Design/methodology/approach
This study utilized a streamlined evaluation technique that employed Latent Dirichlet Allocation modeling for thorough content analysis. Extensive searches were conducted among prominent publishers, including IEEE, Elsevier, Springer, Wiley, MDPI and Hindawi, utilizing pertinent keywords associated with edge computing, circular economy, sustainability and supply chain. The search process yielded a total of 103 articles, with the keywords being searched specifically within the titles or abstracts of these articles.
Findings
There has been a notable rise in the volume of scholarly articles dedicated to edge computing in the circular economy and supply chain management.

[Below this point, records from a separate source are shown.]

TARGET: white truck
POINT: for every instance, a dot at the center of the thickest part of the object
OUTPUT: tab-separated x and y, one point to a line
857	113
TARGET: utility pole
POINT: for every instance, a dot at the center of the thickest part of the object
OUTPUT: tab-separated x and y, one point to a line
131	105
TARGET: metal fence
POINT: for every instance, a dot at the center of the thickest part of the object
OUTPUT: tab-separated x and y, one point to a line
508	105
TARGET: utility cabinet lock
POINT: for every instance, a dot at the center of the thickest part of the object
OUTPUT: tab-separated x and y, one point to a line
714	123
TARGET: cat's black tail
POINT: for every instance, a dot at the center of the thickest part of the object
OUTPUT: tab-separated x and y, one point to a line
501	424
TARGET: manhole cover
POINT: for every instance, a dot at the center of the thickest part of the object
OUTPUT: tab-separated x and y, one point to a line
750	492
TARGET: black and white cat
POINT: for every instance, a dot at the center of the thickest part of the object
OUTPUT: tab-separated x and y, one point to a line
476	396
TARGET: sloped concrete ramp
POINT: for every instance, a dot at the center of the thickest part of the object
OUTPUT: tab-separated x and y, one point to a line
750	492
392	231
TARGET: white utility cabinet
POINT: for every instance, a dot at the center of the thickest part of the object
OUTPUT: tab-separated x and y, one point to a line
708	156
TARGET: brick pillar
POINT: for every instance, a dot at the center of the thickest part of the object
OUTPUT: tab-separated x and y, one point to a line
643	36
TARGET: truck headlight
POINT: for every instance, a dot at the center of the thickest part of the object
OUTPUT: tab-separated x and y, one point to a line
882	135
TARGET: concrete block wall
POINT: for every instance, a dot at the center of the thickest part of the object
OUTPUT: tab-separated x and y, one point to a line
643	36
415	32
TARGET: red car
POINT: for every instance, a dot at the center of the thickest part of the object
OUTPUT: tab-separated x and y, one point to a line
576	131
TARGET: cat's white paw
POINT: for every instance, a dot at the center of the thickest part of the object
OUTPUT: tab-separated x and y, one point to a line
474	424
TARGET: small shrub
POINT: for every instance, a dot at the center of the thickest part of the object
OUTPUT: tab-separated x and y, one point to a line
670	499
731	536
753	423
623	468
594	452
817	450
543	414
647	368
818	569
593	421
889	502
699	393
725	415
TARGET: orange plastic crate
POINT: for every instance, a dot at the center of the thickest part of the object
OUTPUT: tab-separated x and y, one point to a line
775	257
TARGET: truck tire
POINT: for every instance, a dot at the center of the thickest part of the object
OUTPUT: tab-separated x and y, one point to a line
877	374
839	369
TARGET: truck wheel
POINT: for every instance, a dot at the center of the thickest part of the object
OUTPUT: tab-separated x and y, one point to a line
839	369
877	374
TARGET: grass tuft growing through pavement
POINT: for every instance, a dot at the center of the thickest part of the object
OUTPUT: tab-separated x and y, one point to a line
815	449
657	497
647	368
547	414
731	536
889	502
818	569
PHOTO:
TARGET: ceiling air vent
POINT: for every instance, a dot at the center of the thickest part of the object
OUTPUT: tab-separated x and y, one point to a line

After conducting a thorough examination of the published papers, three main research themes were identified, focused on technology, optimization and circular economy and sustainability. Edge computing adoption in supply chains results in a more responsive, efficient and agile supply chain, leading to enhanced decision-making capabilities and improved customer satisfaction. However, the adoption also poses challenges, such as data integration, security concerns, device management, connectivity and cost.
Originality/value
This paper offers valuable insights into the research trends of edge computing in the circular economy and supply chains, highlighting its significant role in optimizing supply chain operations and advancing the circular economy by processing and analyzing real time data generated by the internet of Things, sensors and other state-of-the-art tools and devices.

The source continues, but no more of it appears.